A homonym is one of a group of words that share the same spelling but have different meanings. In the context of dblp, we call different authors with the same name homonyms. Hereby, "the same name" refers to exactly the same (latin-1) string, taking punctation, diacritics, and even case into account. That is, "J. Smith", "John Smith", and "Jöhn Smîth" are all considered different names, as are "O'Shea" and "O-Shea", or "Æleen" and "AEleen", or even "Gianluigi" and "GianLuigi".
In dblp, we try to identify and distinguish authors with the same name. Different authors are represented by their own individual author page. From a technical perspective, they are assigned a unique key and their names are distinguished in our data stock by a unique numerical suffix to their name.
Please understand that at the moment, the splitting of existing dblp author pages is either triggered by requests of authors who find their publications mixed with other persons' writings, or if we can prove our own strong suspicion that there are several persons behind an entry. In many cases homonyms remain undetected. If you know of such an instance, you might help us by letting us know.
Synonyms are different words with identical or similar meanings.
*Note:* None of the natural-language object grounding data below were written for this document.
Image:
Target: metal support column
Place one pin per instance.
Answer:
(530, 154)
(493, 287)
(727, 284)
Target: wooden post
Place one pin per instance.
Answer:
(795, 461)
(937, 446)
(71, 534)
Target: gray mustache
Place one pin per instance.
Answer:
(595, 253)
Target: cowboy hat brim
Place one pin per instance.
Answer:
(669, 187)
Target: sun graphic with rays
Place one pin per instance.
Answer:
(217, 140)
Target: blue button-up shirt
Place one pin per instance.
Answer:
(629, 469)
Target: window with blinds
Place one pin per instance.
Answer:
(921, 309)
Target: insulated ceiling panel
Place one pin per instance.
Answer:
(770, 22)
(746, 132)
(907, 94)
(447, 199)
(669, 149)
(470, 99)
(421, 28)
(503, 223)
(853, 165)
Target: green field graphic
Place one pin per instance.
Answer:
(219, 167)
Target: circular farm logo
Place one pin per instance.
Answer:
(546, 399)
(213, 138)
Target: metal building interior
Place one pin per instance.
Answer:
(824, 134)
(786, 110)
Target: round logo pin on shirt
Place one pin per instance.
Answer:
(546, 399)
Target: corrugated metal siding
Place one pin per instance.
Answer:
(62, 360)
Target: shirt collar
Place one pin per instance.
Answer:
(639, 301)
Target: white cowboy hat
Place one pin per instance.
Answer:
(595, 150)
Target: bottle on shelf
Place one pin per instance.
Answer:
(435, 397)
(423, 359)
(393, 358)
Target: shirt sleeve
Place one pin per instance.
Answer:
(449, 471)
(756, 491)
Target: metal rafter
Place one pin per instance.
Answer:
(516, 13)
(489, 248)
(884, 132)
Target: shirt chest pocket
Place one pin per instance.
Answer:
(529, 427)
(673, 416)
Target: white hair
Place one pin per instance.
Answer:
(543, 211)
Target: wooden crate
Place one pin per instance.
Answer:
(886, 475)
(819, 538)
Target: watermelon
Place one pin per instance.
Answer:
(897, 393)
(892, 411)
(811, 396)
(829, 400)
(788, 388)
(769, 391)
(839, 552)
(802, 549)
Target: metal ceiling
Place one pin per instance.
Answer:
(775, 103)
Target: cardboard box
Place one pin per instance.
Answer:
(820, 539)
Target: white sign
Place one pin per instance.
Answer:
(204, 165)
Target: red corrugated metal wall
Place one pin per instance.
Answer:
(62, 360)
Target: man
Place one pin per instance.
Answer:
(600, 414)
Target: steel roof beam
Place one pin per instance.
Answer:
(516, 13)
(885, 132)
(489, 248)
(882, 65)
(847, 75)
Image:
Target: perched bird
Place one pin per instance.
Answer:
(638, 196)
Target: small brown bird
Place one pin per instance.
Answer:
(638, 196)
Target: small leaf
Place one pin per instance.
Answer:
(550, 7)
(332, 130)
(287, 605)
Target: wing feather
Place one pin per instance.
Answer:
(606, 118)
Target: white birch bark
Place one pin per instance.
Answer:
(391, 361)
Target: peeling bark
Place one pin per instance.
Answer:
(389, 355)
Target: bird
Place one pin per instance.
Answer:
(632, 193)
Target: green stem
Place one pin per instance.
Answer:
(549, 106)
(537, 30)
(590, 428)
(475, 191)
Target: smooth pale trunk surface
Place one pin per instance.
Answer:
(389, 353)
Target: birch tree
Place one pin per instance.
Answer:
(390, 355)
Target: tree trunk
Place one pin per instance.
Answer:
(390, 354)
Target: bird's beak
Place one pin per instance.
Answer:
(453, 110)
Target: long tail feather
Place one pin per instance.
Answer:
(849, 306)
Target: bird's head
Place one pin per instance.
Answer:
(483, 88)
In dblp, there are many reasons why several author names are considered to be synonymous for a particular author: name changes, nicknames, a sporadic use of middle names, missing or abbreviated name parts, or even pseudonyms. Occasional spelling errors in the publishers' metadata also only complicate the matter.
Whenever possible, we correct possible errors in the metadata. We also complete any missing or abbreviated name part, even if these parts are not present in the actual publication. When multiple versions of a name are frequently used on publications, we may include these names as aliases to our data set.
Due to technical limitations, dblp cannot handle names with Unicode characters beyond the latin-1 character set. However, we sometimes denote the full Unicode name as note on the author's page.